I found two older long-hairs named Louie and Greg who had plenty of room and agreed that I could ride with them and their new friend Tricia, who asked them for a ride minutes before. We piled into the Kia Sophia, an unnatural evolutionary successor to the VW buses of past.
We drove within 18 miles of the fairgrounds when we encountered the snake--winding ominously up I-24, a sea of tail lights shinning red into the Tennessee night. “Think we’re looking at twelve hours here kids,” spoke Greg. “Not for me,” I said, “I’m taking off on foot. Thanks for the ride.” I grabbed my pack from the trunk, and unloaded my Camelbak, which I filled at the airport, and Black Diamond Ascent trekking poles. I positioned the drink valve on my Camelbak, extended my trekking poles and headed off the shoulder where I could walk in the grass. I prefer grass to concrete in most situations, and besides, I didn’t have the rubber tips designed to make my poles concrete friendly.

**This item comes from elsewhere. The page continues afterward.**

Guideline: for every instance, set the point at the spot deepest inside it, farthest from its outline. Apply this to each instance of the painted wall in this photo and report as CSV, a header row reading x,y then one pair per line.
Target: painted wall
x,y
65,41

Walking with trekking poles really does make carrying a heavy pack considerably easier. Instead of carrying the brunt of the pack load with my legs and back, the poles made it possible to distribute a good percentage of the weight to my arms. Walking erect instead of assuming the simian posture usually associated with men carrying heavy packs, I was making good time.
Back on the highway, kids were passing the time anyway they could. One carload played hackysac, a couple of them in the circle drinking beers. Another carload was passing a joint around and listening to The Band. I received strange looks here and there, a common side effect of using trekking poles to walk through a caravan of people possessed, and not in a bad way, with a time past. Tie dyes, bare feet and peace all around me, and here I was utilizing the only advancement in the sport of trail hiking since rubber soled shoes. I probably looked like a being from the near future, a robot with four legs sent to observe the hippie culture. I even received a strange look from a girl with angel wings tied to her back. I felt like a misfit, but tried to keep in mind the words a good doctor once wrote, “when the going gets weird the weird turn pro.”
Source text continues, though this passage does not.